Thereafter, in 1855, John McCarthy organized a workshop at Dartmouth on ‘artificial intelligence,’ which is the first recorded use of the term and its entry into mainstream usage. However, it was during the 1970s and 1980s that Artificial Intelligence grew as a phenomenon and extensive research was conducted. From programming languages that we use even today to books and films that explored the idea of robots, AI became a massive idea very quickly during the 1970s and 1980s. For instance, in the 1970s in Japan, the first anthropomorphic robot was built by an engineering student. Likewise, governmental funding for AI research bolstered everywhere in the 1980s. The period is also marked by innovations, such as the first driverless car created by Ernst Dickma in 1986 and the creation of an autonomous drawing program called AARON.
However, things took a drastic turn in the late 1980s and early 1990s consumer, public and private interest in AI vehemently declined. This lends to a crunch in research funding and lesser breakthroughs. But, from the 1990s, AI research gained traction and many unique innovations were made. For instance, it was during this phase that AI was introduced into the everyday lives of people with developments, such as the first commercially-available speech recognition.
Fast forward to the present times, the world of AI has witnessed a massive rise in common usage with tools like virtual assistance, search engines, etc. Moreover, concepts such as Machine Learning (ML), Deep Learning and Big Data – all of which are AI ancillaries have become mainstream.
Now that we have touched upon the history of AI, it is time to understand how Artificial Intelligence works.
How AI (Artificial Intelligence) Work?
Artificial Intelligence is all about creating a computer system that can emulate human behavior and intellect in a way that solving complex problems can be done with human-like thinking processes. The working of AI is not a unidirectional phenomenon.

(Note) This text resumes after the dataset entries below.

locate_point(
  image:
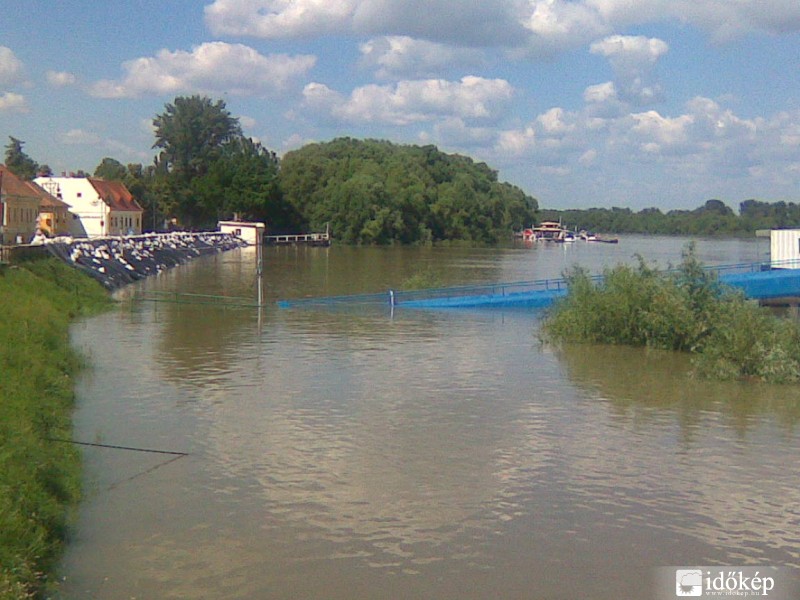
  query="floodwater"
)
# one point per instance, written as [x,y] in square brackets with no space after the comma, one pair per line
[359,454]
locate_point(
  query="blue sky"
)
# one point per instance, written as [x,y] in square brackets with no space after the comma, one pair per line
[633,103]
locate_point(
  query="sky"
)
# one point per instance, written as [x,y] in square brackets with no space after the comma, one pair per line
[581,103]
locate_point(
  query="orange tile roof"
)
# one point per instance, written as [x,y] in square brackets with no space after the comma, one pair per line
[14,186]
[47,199]
[115,194]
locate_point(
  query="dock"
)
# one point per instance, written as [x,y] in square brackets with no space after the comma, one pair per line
[299,239]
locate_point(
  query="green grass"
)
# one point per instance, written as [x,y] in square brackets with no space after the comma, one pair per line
[39,479]
[688,310]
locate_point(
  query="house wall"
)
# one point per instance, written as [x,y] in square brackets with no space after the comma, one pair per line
[90,212]
[19,219]
[250,232]
[124,223]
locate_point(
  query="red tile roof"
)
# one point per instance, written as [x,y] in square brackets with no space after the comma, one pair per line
[115,194]
[12,185]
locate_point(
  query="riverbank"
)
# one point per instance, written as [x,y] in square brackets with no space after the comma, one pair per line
[40,479]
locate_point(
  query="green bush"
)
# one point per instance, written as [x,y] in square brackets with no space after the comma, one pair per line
[686,310]
[39,479]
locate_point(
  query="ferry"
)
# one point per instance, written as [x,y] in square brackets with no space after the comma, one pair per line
[548,231]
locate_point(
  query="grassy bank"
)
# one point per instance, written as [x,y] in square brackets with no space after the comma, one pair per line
[729,336]
[39,479]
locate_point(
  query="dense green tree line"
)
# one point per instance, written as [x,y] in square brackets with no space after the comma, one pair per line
[367,191]
[713,218]
[377,192]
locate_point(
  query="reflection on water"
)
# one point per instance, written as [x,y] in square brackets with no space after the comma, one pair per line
[356,454]
[728,440]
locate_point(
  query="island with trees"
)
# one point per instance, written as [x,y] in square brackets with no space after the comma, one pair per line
[367,191]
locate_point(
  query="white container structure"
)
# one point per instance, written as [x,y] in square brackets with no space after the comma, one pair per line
[250,232]
[784,248]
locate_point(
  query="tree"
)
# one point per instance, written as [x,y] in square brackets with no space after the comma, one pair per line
[111,170]
[191,133]
[18,162]
[243,181]
[377,192]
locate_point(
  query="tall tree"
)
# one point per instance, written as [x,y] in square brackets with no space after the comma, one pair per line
[18,162]
[191,133]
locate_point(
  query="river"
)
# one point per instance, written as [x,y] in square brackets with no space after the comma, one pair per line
[359,454]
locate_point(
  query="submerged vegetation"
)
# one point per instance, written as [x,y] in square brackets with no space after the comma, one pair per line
[687,310]
[39,478]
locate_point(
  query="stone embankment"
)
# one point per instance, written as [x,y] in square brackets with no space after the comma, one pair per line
[116,261]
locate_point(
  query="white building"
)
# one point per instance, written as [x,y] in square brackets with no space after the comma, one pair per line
[784,248]
[99,207]
[250,232]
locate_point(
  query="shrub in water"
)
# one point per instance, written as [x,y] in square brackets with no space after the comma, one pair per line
[686,310]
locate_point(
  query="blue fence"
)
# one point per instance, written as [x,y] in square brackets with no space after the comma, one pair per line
[542,292]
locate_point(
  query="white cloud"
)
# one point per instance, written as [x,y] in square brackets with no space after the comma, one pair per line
[524,26]
[79,137]
[602,92]
[402,56]
[414,101]
[552,122]
[632,58]
[555,25]
[461,22]
[214,67]
[11,102]
[657,130]
[11,70]
[247,122]
[454,132]
[279,18]
[516,142]
[588,158]
[60,78]
[628,52]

To begin with, artificial intelligence works by merging massive sets of information using clever processing techniques and complete several tasks quickly and effectively in a short period of time. To work properly, AI has to leverage two main tools – deep learning and machine learning.
However, AI also needs a bedrock of specialized hardware and software for writing and training the machine learning algorithms. Although we cannot correlate a single programming language with AI, Python, R, Java, C++ and Julia have characteristics that are popular with AI developers.
So, in generic terms, AI works by consuming large amounts of ‘labeled training data,’ analyzing the data for patterns and leveraging the patterns to make future predictions and estimations. To properly understand how AI works, it is essential to understand the main ancillaries – Machine Learning (ML) and Deep Learning.
Simply put, machine learning is particular application of Artificial Intеlligеncе that enables computer systems to understand historical data and show results based on experience and display patterns and make predictions. So, ML is an algorithm that is fed data by a computer and then uses statistical techniques to ‘learn’ how to get better at a task, without even being specifically programmed for that task.
On the other hand, deep learning (DL) is a variant of machine learning that utilises artificial neural systems for processing data &, hence, find results. In other words, deep learning uses artificial neural system that emulate biological neural networks in the brain to processing data, establish connections between data and arrive at inferences premised on positive or negative reinforcement.
Apart from ML and DL, Artificial Intelligence also needs robotics, cognitive computing skills, language processing and computer vision to enable computers to imitate and mimic the way the human brain works while performing complicated tasks.
Wrapping It Up
So, there we have it, a crisp overview of what artificial intelligence is and how it works.